Widow on the World by Pamela Fudge



  • Series: Ulverscroft Large Print: General Fiction
  • Hardcover: 380 pages
  • Publisher: Ulverscroft Large Print Books (March 15, 2007)
  • Language: English
  • ISBN-10: 1846176689
  • ISBN-13: 978-1846176685

Widow on the World is about three women who find themselves at a crossroad, reaching a state in their lives in which they must do SOMETHING. The need to choose a path is due to both internal and external causes, but in all cases action must be taken and its up to the individual woman to make choices that will impact the rest of her life.

Denise has been suddenly and unexpectedly widowed at the age of 45. Not only must she come to grips with that, and find a way to heal and move on, but she must also deal with the rather obnoxious needs of her runaway mother and temporarily misdirected daughter.  Her daughter, Bobbi, has decided to leave nursing school, and a promising career, in order to cohabitate with her extremely unsuitable boyfriend, Jason. The place she’s chosen to cohabitate is, incidentally, Denise’s own home. Denise’s mother, not to be left out, has left her husband, inexplicably, for goodness knows what reason, and it doesn’t seem she even knows herself. She shows up on her daughter’s doorstep with no real explanation whatsoever, expecting to be taken in because she is the mother and that’s how things are done!
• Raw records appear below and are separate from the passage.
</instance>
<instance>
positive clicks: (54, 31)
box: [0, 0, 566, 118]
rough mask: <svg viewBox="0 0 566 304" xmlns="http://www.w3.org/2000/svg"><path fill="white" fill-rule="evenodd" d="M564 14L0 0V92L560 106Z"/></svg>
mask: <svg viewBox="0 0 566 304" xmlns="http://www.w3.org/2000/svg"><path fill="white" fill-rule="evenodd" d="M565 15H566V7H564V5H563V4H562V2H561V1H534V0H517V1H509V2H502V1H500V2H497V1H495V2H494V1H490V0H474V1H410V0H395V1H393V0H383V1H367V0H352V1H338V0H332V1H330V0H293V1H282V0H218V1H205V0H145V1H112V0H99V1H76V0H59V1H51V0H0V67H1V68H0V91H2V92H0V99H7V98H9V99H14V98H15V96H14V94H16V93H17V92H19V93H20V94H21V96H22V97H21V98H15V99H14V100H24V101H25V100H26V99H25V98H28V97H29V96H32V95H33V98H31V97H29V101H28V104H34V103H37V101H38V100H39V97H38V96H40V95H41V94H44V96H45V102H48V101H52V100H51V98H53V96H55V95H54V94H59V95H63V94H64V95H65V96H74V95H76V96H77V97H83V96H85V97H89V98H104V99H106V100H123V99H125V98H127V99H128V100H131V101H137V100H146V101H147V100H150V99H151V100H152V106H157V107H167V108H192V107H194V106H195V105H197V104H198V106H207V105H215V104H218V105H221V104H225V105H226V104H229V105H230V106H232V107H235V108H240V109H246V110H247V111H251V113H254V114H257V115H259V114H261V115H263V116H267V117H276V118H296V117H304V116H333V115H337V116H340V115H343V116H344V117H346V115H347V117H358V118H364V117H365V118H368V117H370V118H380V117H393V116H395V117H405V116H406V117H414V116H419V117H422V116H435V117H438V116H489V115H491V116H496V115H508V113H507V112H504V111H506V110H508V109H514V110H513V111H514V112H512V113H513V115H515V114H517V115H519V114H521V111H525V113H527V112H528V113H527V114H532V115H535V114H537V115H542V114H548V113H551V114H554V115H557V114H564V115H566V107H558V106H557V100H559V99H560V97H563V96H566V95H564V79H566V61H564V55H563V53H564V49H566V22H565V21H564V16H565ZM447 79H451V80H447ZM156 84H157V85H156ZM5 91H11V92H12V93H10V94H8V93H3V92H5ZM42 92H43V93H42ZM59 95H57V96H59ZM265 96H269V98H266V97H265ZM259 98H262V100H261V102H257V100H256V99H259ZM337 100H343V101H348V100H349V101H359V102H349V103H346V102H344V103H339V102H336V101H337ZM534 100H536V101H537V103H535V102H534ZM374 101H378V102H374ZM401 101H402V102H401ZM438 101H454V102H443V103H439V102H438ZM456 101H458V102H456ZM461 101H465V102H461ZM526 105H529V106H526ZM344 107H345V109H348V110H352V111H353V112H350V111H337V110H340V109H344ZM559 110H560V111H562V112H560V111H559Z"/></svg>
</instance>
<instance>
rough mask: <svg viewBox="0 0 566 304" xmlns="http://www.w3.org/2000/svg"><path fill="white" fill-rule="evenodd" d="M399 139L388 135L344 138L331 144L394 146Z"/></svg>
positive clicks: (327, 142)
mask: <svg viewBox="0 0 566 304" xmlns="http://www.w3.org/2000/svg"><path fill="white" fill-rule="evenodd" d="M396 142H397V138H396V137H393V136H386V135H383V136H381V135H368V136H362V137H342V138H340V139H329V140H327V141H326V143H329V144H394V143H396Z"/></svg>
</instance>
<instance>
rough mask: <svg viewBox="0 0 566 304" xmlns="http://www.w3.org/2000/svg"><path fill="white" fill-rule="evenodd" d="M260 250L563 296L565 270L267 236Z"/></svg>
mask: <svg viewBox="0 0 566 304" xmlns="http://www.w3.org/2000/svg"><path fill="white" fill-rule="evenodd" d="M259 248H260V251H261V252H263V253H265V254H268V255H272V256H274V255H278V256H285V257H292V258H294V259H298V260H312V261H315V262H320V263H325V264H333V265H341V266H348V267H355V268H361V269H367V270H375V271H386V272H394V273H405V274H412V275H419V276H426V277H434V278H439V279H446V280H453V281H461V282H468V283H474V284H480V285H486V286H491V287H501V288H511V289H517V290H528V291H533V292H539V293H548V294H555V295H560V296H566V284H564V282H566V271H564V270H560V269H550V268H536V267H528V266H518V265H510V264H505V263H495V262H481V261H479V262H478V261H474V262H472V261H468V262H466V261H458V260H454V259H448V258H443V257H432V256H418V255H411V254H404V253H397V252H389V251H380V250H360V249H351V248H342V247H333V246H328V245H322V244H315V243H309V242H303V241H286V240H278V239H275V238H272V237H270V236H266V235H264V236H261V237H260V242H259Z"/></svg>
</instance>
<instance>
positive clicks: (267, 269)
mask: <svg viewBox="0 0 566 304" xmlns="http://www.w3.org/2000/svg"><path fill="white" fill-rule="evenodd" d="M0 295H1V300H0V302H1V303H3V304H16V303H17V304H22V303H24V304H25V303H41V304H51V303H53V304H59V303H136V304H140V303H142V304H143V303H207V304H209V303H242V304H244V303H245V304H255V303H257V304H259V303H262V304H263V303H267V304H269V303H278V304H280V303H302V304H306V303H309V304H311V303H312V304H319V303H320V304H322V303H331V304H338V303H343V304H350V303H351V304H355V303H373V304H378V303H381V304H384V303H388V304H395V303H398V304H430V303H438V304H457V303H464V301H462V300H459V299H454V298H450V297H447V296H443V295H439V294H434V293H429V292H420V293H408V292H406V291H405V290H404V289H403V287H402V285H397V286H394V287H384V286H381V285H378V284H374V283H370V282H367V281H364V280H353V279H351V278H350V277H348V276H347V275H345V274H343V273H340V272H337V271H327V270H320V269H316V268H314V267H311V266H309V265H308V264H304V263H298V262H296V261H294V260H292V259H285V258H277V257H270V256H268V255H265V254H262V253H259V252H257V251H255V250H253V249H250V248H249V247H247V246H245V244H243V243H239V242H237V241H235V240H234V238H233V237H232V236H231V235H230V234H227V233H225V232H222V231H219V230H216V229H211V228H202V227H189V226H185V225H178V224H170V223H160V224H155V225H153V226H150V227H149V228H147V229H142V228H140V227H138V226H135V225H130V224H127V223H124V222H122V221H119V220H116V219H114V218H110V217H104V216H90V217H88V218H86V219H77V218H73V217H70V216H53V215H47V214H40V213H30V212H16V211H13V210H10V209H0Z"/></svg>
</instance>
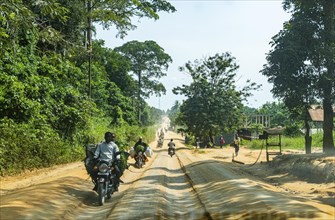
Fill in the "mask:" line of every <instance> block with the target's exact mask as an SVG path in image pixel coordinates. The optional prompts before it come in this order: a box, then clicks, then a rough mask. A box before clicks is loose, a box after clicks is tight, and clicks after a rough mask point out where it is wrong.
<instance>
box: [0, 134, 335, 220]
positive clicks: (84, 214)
mask: <svg viewBox="0 0 335 220" xmlns="http://www.w3.org/2000/svg"><path fill="white" fill-rule="evenodd" d="M170 138H174V139H175V143H176V146H177V151H176V155H175V156H174V157H172V158H171V157H169V156H168V155H167V152H166V151H167V149H166V144H167V142H168V140H169V139H170ZM151 146H153V149H154V156H153V158H151V159H150V161H149V162H148V163H147V164H146V165H145V167H144V168H142V169H137V168H135V167H133V166H131V167H130V168H129V170H126V172H125V173H124V175H123V176H122V178H121V179H122V180H123V181H124V184H122V185H121V186H120V190H119V192H116V193H114V194H113V196H112V199H110V200H107V202H106V203H105V204H104V206H98V204H97V195H96V193H95V192H93V191H92V190H91V189H92V187H93V184H92V183H91V182H90V180H89V178H88V175H87V174H86V170H85V168H84V166H83V164H82V163H74V164H70V165H67V166H61V167H58V168H57V169H54V170H51V169H48V170H47V171H45V172H40V173H38V174H36V175H33V176H32V175H29V177H26V178H24V176H23V177H22V179H18V178H7V179H4V180H1V200H0V203H1V204H0V205H1V206H0V219H5V220H6V219H127V220H128V219H325V220H330V219H334V216H335V210H334V206H332V205H326V204H322V203H321V202H320V201H318V200H311V199H306V198H305V197H300V196H299V195H293V194H292V193H289V192H287V191H285V190H283V189H282V188H279V187H275V186H273V185H271V184H267V183H265V182H263V181H261V179H260V178H258V177H255V176H254V175H251V174H248V173H246V172H244V171H243V170H242V169H240V167H239V166H237V165H235V164H234V163H231V159H229V158H228V157H224V156H222V154H221V153H222V151H215V149H211V151H210V152H211V153H210V154H207V153H206V152H205V151H206V150H207V149H206V150H190V149H188V148H186V147H185V146H184V145H183V140H182V139H181V137H180V136H178V135H176V134H174V133H172V132H168V133H167V135H166V137H165V142H164V147H163V148H160V149H157V148H155V143H152V144H151ZM208 150H210V149H208ZM219 150H220V149H219ZM213 154H217V156H214V157H213ZM129 162H130V163H131V164H133V163H134V161H133V160H132V159H130V160H129Z"/></svg>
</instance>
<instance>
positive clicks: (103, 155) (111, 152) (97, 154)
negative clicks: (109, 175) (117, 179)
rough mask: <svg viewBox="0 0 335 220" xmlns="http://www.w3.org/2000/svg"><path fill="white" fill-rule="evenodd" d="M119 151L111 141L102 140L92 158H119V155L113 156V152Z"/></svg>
mask: <svg viewBox="0 0 335 220" xmlns="http://www.w3.org/2000/svg"><path fill="white" fill-rule="evenodd" d="M118 151H119V147H118V146H117V145H116V144H115V143H114V142H113V141H111V142H109V143H106V142H102V143H100V144H99V145H98V147H97V149H96V150H95V153H94V158H95V159H97V158H99V159H102V160H112V161H114V160H115V159H120V155H117V156H116V157H115V153H116V152H118Z"/></svg>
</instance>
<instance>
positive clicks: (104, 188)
mask: <svg viewBox="0 0 335 220" xmlns="http://www.w3.org/2000/svg"><path fill="white" fill-rule="evenodd" d="M104 186H105V184H104V183H99V185H98V198H99V205H103V204H104V203H105V194H106V192H105V191H106V190H105V187H104Z"/></svg>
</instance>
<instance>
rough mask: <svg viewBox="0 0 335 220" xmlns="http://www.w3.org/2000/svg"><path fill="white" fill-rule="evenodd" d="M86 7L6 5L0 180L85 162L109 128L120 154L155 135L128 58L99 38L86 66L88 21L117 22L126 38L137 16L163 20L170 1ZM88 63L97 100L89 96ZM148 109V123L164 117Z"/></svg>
mask: <svg viewBox="0 0 335 220" xmlns="http://www.w3.org/2000/svg"><path fill="white" fill-rule="evenodd" d="M86 7H87V5H86V4H83V2H82V1H81V0H72V1H58V0H48V1H20V0H12V1H5V2H1V3H0V45H1V46H0V58H1V59H0V106H1V108H0V156H1V157H0V175H7V174H13V173H17V172H20V171H22V170H24V169H34V168H39V167H44V166H52V165H54V164H59V163H66V162H70V161H74V160H79V159H82V158H83V152H84V151H83V149H82V145H84V144H86V143H90V142H93V143H97V142H99V141H101V140H102V139H103V134H104V133H105V132H106V131H108V130H112V131H114V132H116V133H117V134H118V135H119V138H120V139H119V142H120V147H121V148H122V149H128V148H129V145H130V144H132V143H133V142H134V141H135V140H136V139H137V137H138V135H140V134H141V135H142V134H145V135H146V136H148V138H152V137H151V134H150V135H149V132H152V133H153V134H154V131H153V130H151V129H147V130H144V129H142V128H140V127H138V124H139V121H138V119H137V118H136V109H135V107H134V103H133V102H134V90H135V88H136V84H135V83H136V81H135V80H134V79H133V78H132V77H131V75H130V74H129V71H130V70H131V64H130V63H129V61H128V60H127V59H126V58H125V57H123V56H121V55H120V54H118V53H116V52H115V51H113V50H110V49H106V48H104V45H103V42H101V41H96V42H94V45H93V53H92V54H93V56H92V62H91V63H88V56H87V54H88V53H87V50H86V49H87V47H86V46H87V45H86V44H85V43H86V38H87V27H88V25H87V19H88V17H90V18H92V20H93V21H94V22H101V23H102V24H103V25H104V27H110V26H111V25H116V29H118V30H119V31H120V34H121V35H123V36H124V34H126V32H127V31H128V30H130V29H132V28H133V27H134V26H133V25H132V24H131V19H130V18H131V17H133V16H137V17H148V18H153V19H158V14H157V13H158V12H159V11H167V12H174V11H175V9H174V7H173V6H172V5H171V4H170V3H168V2H167V1H164V0H158V1H156V0H155V1H139V2H138V1H100V2H99V1H95V4H94V5H93V8H92V10H91V13H88V10H87V8H86ZM116 11H117V13H115V12H116ZM152 59H154V57H152ZM89 65H91V66H90V67H91V68H90V69H91V70H92V87H93V88H92V89H93V91H94V92H93V96H92V97H93V99H89V98H88V96H87V95H86V94H87V84H88V82H87V81H88V77H87V76H88V70H89ZM154 88H155V89H156V90H157V88H158V87H154ZM159 89H161V88H160V87H159ZM148 92H150V91H148ZM143 108H145V109H146V119H145V124H146V125H152V124H154V123H155V122H156V120H157V118H158V117H159V116H160V114H161V112H160V111H158V110H157V109H154V108H152V109H151V108H148V107H147V105H143ZM149 136H150V137H149Z"/></svg>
When the book opens, Denise is at a turning point in the grieving process. By no means is she over the loss of her husband, but she has reached a sort of peace with things. She’s been through the worst of it and she’s ready to move forward. Her journey lies not so much in finding a new career path, as she’s happy enough with her work, but in finding a new partner with whom to share her life.  At the same time, she feels she must stop and ask herself “Am I worthy?,” which after all her years comfortably ensconced in marriage seems a very natural doubt to have.  She’s feeling shop-worn and more than a bit insecure.

Denise’s mother has reached that state of life in which she finds herself growing older and with nothing of our own to show for herself that’s purely hers.  Her identity lies mostly in being somebody’s wife, and somebody’s mother. She’s left her husband not because she doesn’t love him, but because she’s stymied, and stuck in the rut of long-term marriage.  What she’s seeking is overall life fulfillment, and the feeling of being needed for who she is rather than who she’s been.
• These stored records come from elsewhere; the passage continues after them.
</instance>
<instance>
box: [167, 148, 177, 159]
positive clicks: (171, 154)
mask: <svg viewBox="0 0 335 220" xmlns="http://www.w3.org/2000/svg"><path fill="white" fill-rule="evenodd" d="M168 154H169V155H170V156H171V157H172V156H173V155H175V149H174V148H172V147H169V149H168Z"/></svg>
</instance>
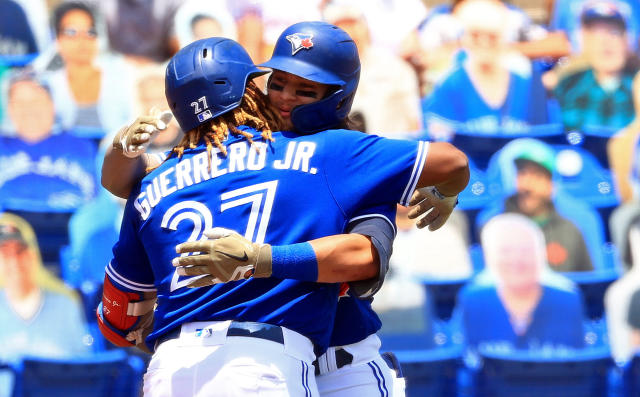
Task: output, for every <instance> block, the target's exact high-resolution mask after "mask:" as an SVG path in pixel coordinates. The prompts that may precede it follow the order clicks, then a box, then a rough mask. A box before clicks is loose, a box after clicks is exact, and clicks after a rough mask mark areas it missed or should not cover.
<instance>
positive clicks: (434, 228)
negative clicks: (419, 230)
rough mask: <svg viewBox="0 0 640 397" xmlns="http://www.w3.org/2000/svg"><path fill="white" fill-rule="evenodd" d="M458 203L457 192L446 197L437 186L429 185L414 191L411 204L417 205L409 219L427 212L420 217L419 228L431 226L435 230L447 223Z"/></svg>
mask: <svg viewBox="0 0 640 397" xmlns="http://www.w3.org/2000/svg"><path fill="white" fill-rule="evenodd" d="M457 204H458V195H457V194H456V195H455V196H449V197H446V196H444V195H443V194H442V193H440V191H438V189H437V188H436V187H435V186H427V187H423V188H420V189H416V191H415V192H413V196H412V197H411V201H410V202H409V205H415V207H413V208H412V209H411V211H409V214H408V216H409V219H415V218H417V217H419V216H421V215H423V214H426V215H425V216H423V217H422V218H420V219H418V221H417V222H416V226H417V227H418V229H422V228H423V227H425V226H429V230H430V231H432V232H433V231H435V230H438V229H440V227H441V226H442V225H444V224H445V222H446V221H447V219H449V215H451V212H453V209H454V208H455V206H456V205H457Z"/></svg>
And Bobbi, the daughter, is simply young and uncertain. We’ve all been there.

Most of us have been all three of these places, actually, or have been one or two of them and will almost certainly be in the third before it’s said and done.  That’s the strength of this book, that it does effectively show the stages of a woman’s life, from youth to middle age to the older years. It depicts all our usual self doubts and insecurities in a way that’s very sympathetic.

The treatment of these subjects goes middling deep. It’s not a deeply psychological self help manual, but it does contain some very positive, constructive wisdom. It’s a lighter book with just enough substance to help it avoid the “chick lit” title. In the end what it really does is reaffirm what it means to be a woman in today’s society, and to give us all a very much needed bit of uplift and hope, and that theme is its own recommendation.